The aloneness of the bereaved

I was struck by this post by a blogger in Canada concerning the aloneness of the bereaved. In this case, it’s Helmut Schmidt, former Chancellor of Germany, at the funeral of his wife of 64 years, Loki. She died on 21 October aged 91. The funeral was on 1 November.

No going back

That modern death has failed to find its place on the continuum of ordinary life events is something we all recognise and more or less vehemently deplore. For most a funeral is a hermetically sealed, isolated (or devastated) worst-day-of-my-life episode rarely to be recalled, and only then with a shudder. We quarantine the bereaved and shoo them into the care of weird race of cool-blooded expatriates from another planet. Truly, a funeral is a para-normal and intensely private event with more than a touch of the hugger-mugger about it.

Feelings like this are echoed by a recently widowed blogger in Wales: “I found myself standing on stage introducing the Master of Ceremonies for the event – who was none other than the funeral director who buried R.

This situation was made all the more weird by the fact that he was wearing jeans and T-shirt, rather than his sombre funeral garb, sang in a rather excellent tenor voice and told a lot of slightly risqué jokes over the course of the evening. I am not sure what I expected a funeral director to do in his spare time, but it certainly wasn’t this.

But it didn’t end there. The other team performing this evening was led by the couple who own R’s burial field. They are lovely people, and made sure I was OK, but it was all very peculiar, standing there having a post-performance glass of wine with them.”

This being how it is, it was no surprise that there was so much media excitement yesterday about a brand new funeral photography enterprise, Funeography. The sub-text was Why on EARTH would anybody want a funeral commemorated with weepy snaps?

It’s a reasonable position, things being as they are, to take. I’ve just spoken to David at In Our Hearts Images in Lincolnshire. He and his partner Esther have been going for six months now and they’ve not exactly had the world beating a path to their door. For Esther this has been an insight into the Brit way of death. In Holland, where she comes from, they do it all the time. Until yesterday they were one of only three businesses in the UK offering the service.

If you’ve created something wonderful, that you’re proud of, you want to revisit it and share it. The only way to do that is to document it.

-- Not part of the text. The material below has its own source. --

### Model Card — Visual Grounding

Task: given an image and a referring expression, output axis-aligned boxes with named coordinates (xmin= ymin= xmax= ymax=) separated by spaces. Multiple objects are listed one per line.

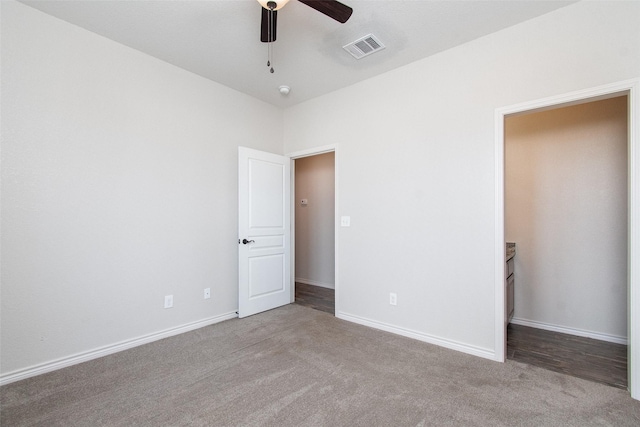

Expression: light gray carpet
xmin=0 ymin=305 xmax=640 ymax=427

Laurel Catts in Sydney, Australia, is extremely proud of the send-off she gave for her son David. The funeral was filmed and posted on Vimeo. I posted it on this blog. Laurel emailed me this morning:  “David was the most incredible person and we wanted the funeral to reflect his wonderful personality and generosity of spirit.  Hence, I am so pleased that you thought the funeral service was a great and very moving send-off.” It was wonderful, wasn’t it? We wouldn’t have missed it for anything. Thank you, Laurel, for sharing it. You show us the way.

WARNING! This blog is about to transmigrate and inhabit a new server. The process of reincarnation may take a couple of days of suspended animation, but reborn we shall be. I can’t guarantee that the new flesh we put on will be incorruptible; indeed, it will probably look dispiritingly like the old. See you after the resurrection!

It’s what she would have wanted

Here’s a new poem by Wendy Cope published in the current Spectator. I hope she’ll forgive the flagrant breach of copyright and see this instead as a promo. Its sentiments are very contemporary.

My Funeral

I hope I can trust you, friends, not to use our relationship

As an excuse for an unsolicited ego-trip.

I have seen enough of them at funerals and they make me cross.

At this one, though deceased, I aim to be the boss.

If you are asked to talk about me for five minutes, please do not go on for eight

There is a strict timetable at the crematorium and nobody wants to be late

If invited to read a poem, just read the bloody poem. If requested

To sing a song, just sing it, as suggested,

And don’t say anything. Though I will not be there,

Glancing pointedly at my watch and fixing the speaker with a malevolent stare,

Remember that this was how I always reacted

When I felt that anybody’s speech, sermon or poetry reading was becoming too protracted.

Yes, I was intolerant, and not always polite

And if there aren’t many people at my funeral, it will serve me right.